CO2-Grenzausgleichsmechanismus

Die EU-Kommission will dafür sorgen, dass vergleichsweise
klimaschädlich produzierte Produkte aus Drittstaaten in der EU
künftig keine Wettbewerbsvorteile mehr haben. Dazu soll für bestimmte
Produkte eine sogenannte CO2-Grenzabgabe eingeführt werden, die sich
danach richtet, wie viele Treibhausgase bei der Produktion der
Produkte entstehen. So könnte zum Beispiel Strom, Stahl oder
Aluminium aus Nicht-EU-Ländern mit weniger strengen
Klimaschutzauflagen deutlich teurer werden.

Mehr erneuerbare Energien

Derzeit gilt, dass der Anteil der erneuerbaren Energien spätestens im
Jahr 2030 einen Anteil von 32 Prozent erreichen soll. Diese EU-weite
verbindliche Zielvorgabe soll auf 40 Prozent angehoben werden.

Der Klima-Sozialfonds

Über einen Klima-Sozialfonds sollen Bürgerinnen und Bürgern Geld fü
r
Investitionen in Energieeffizienz, neue Heiz- und Kühlsysteme und
sauberere Mobilität erhalten können. Gefüllt werden würde er unter

anderem über die Einnahmen aus dem geplanten Emissionshandel für
Brenn- bzw.
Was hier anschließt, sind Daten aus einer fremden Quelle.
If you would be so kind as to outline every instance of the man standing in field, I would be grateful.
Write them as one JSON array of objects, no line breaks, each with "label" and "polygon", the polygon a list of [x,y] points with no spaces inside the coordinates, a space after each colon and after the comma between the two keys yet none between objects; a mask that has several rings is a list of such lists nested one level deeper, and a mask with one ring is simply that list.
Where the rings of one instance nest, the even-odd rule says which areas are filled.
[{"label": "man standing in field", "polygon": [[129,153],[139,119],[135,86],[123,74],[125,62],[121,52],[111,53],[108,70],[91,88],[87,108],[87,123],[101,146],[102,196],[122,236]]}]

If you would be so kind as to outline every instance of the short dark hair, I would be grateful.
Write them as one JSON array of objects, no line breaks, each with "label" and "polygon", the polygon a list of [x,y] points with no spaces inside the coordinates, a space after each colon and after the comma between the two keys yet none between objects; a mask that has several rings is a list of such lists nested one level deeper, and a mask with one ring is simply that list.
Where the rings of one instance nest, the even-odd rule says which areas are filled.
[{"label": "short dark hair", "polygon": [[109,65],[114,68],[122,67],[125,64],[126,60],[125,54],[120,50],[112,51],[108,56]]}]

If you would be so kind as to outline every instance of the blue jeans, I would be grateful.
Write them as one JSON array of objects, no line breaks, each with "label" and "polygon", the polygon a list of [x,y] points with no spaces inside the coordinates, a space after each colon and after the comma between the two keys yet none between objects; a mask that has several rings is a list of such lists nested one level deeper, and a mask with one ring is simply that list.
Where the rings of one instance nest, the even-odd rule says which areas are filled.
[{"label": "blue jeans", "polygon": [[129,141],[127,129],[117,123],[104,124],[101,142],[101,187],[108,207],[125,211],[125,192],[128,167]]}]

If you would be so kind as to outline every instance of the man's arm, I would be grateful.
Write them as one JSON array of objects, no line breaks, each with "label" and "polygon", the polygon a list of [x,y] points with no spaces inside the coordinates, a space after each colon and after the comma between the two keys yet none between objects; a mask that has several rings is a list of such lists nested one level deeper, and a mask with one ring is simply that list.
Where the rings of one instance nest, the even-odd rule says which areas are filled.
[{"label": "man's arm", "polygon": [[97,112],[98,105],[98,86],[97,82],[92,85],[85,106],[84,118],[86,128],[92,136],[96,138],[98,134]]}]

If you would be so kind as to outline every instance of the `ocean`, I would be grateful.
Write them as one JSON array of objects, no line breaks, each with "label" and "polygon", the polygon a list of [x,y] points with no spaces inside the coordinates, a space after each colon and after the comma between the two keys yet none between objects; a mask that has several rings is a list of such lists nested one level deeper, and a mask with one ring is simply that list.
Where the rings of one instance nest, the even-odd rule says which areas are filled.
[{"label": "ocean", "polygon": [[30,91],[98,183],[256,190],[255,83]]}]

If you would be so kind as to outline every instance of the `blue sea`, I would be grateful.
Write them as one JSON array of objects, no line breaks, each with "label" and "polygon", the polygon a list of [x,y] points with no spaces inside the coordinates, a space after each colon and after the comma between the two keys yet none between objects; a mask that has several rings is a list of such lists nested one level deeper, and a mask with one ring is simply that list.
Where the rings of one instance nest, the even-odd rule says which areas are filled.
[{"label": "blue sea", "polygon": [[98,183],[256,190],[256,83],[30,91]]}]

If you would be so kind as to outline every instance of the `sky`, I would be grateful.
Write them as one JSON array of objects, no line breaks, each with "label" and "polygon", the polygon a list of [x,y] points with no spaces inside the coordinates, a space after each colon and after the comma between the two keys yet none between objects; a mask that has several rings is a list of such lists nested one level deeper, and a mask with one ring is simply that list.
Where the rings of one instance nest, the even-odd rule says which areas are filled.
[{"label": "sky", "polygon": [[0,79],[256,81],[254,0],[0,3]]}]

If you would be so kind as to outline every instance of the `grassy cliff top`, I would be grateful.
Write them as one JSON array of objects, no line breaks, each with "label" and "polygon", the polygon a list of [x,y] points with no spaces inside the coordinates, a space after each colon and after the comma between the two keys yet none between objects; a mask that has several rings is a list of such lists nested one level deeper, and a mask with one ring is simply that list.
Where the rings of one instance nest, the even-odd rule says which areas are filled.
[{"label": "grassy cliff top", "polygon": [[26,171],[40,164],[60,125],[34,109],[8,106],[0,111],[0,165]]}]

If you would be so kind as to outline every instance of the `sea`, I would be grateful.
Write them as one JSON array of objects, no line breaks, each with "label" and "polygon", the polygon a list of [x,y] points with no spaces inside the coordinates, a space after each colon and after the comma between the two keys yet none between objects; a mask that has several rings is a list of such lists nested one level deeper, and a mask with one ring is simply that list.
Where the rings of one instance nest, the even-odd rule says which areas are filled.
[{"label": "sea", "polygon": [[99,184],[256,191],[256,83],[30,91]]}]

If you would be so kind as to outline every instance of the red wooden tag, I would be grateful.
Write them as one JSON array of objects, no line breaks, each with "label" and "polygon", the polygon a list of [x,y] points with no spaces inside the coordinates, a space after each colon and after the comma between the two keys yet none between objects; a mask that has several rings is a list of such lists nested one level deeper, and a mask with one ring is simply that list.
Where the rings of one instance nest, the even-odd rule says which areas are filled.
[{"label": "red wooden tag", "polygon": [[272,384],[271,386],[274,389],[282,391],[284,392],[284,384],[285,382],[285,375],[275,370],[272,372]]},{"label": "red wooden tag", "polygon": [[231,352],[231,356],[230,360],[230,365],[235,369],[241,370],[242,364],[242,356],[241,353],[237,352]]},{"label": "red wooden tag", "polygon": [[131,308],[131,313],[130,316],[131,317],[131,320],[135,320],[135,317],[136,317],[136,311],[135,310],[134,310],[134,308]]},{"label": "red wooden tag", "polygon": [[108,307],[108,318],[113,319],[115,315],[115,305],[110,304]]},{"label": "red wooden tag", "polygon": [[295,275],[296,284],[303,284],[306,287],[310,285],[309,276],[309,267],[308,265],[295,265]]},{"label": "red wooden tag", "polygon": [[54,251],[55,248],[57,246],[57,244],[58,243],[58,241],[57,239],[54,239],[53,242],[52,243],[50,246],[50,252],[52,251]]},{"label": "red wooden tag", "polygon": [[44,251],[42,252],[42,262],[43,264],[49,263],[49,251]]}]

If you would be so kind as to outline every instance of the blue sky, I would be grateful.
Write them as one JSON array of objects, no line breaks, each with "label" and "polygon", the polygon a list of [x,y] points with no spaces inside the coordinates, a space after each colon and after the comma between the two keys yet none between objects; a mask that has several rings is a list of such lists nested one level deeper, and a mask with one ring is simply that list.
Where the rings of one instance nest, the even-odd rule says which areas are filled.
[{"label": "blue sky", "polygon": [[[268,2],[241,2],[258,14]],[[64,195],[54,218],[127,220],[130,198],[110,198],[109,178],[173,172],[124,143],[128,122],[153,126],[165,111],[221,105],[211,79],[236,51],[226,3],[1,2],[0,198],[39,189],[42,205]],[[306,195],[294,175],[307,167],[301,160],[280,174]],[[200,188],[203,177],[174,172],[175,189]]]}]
Treibstoffe im Gebäudesektor und Straßenverkehr. Wenn
sich die EU-Staaten auch beteiligen, könnten laut
Kommissionsberechnungen mehr als 144 Milliarden Euro mobilisiert
werden.

Wie es weitergeht

Nun fangen die eigentlichen Verhandlungen an, vor allem zwischen den
Mitgliedstaaten im Rat der EU und dem Europäischen Parlament - beide
Gremien müssen den Plänen letztlich zustimmen. Wie lange die
Gespräche dauern, ist unklar. Grundsätzlich ist aber Eile geboten, um
Industrie und Verbrauchern möglichst viel Zeit für die Umstellungen
und notwendigen Einsparungen zu geben.